Remember, under NDA-1 too the IIMs had to grin and bear government interference in their functions when Murli Manohar Joshi, as human resource minister, sought to cut their fees drastically. The move was done under the pretext of reducing commercialisation of education. It was the UPA government that came to power in 2004, which undid these damages.
The NDA-2's draft IIM Bill, now available on www.mygov.in, seems to be bringing back the ghost of the NDA past for these institutions. Many have already expressed reservations that the proposed bill will reduce institutes to just "operational centres".

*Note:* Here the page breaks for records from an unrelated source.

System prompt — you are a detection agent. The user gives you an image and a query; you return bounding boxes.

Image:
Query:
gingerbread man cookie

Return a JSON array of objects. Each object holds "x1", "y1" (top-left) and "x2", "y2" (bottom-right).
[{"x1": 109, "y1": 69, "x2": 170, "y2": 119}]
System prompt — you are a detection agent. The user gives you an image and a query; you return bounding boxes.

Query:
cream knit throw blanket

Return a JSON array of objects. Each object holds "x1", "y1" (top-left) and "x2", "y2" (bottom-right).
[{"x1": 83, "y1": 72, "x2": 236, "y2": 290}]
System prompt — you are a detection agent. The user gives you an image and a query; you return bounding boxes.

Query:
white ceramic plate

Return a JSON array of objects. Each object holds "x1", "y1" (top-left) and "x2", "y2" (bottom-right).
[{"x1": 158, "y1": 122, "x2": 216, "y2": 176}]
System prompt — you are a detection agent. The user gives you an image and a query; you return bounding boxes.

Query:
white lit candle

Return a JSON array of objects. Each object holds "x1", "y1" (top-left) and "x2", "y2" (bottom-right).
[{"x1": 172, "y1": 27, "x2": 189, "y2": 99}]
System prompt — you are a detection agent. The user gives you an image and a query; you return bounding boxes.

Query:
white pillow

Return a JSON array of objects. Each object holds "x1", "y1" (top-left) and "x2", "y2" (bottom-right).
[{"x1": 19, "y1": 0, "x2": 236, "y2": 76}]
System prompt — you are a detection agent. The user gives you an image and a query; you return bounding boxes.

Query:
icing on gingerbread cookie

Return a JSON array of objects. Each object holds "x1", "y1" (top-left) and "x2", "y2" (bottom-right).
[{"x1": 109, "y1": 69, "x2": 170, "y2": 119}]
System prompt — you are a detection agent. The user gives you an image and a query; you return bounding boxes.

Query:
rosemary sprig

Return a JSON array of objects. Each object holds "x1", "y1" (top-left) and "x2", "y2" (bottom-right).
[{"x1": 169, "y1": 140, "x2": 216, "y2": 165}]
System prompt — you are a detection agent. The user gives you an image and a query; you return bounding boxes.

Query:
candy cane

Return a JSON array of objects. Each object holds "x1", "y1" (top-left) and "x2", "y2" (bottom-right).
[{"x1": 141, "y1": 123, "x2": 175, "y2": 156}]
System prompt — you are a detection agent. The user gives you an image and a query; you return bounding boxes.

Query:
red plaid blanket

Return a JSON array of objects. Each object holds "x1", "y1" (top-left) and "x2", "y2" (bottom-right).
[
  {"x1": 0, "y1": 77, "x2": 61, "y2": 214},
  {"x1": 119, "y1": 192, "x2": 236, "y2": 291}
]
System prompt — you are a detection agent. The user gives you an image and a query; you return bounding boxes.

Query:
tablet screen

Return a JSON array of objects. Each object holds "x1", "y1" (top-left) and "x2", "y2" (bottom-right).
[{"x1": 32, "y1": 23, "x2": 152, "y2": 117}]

Let us look the contentious provisions in the draft that are attracting criticism:
a) Section 7 (i) says every institute shall have power "to determine, specify and receive payment of, fees with prior intimation to the Central Government and other charges as the Institute may deem fit, from students and any other person, institution or body corporate for instruction and other services, including training, consultancy and advisory services, provided by the Institute;
This means the institutes will have to go to the government to get permission to take any decision on fees. This is dangerous because fee in such premier institutions should not be a political decision.
b) Section 17 (2) says "The Director shall be appointed by the Central Government with the approval of the Visitor, on such terms and conditions of service as may be prescribed." Essentially, chairperson could just be a political appointment. Rama Bijapurkar, in an article in The Indian Express, rightly says, this section leaves "this critical appointment wide open to misuse or whimsy".
c) Section 21 (1) and (2) are as follows: 21.(1) Without prejudice to the foregoing provisions of this Act, the Institute shall, for the efficient administration of this Act, be bound by such directions on questions of policy, as the Central Government may give in writing to it from time to time. (2) The decision of the Central Government whether a question is one of policy or not, shall be final.
These Sections would mean complete subjugation of the institutes to the government on policy matters.
d) Further more, the bill (Section 30 & 31) also seeks to set up a coordination forum for all the institutes, which will be dominated by ministers and bureaucrats. As per the draft, the minister in charge of technical education will be the ex-officio chairperson. The members will include 6 more ministers, 2 babus and chairpersons and directors of each institute. The slot for persons of eminence is just three, that too the forum will appoint them from the names suggested by the institutes.
On the whole, with about seven ministers as members, it will be easy for them to shove political decisions down the panel's throat.
e) Section 36 says the boards of the institutes will have to take permission from the government to make regulations on many functions of the institute, including the tenure, remuneration and terms and conditions of employees.
Clearly, the concerns raised by the business community are not baseless.
"The new bill gives sweeping powers to the government, which makes the institution only an operational centre while all the major directions and approvals are allowed only from the Centre," AM Naik, chairman of IIM-Ahmedabad, has been quoted as saying in a report in The Economic Times.
Interestingly, he has also said the draft Bill is completely different from what was agreed upon after the institute's discussions with government in October 2014. What is even more shocking is his perception that HRD minister Smriti Irani may not even seen the draft.
"It appears that the minister has not seen the Bill yet and the person who has prepared the draft seems to have no clue of its implications," he has been quoted as saying in a report in the DNA newspaper.
This is underwhelming for the NDA and most unbecoming of prime minister Narendra Modi, who has projected himself as man of business and free market. As Bijapurkar says in her column, this draft IIM Bill goes against the spirit of all the slogans he has raised thus far - from 'Make in India' to 'Minimum Government, Maximum Governance'.
If the government does not make amendments to this bill, Modi will become a man of sloganeering and not of business.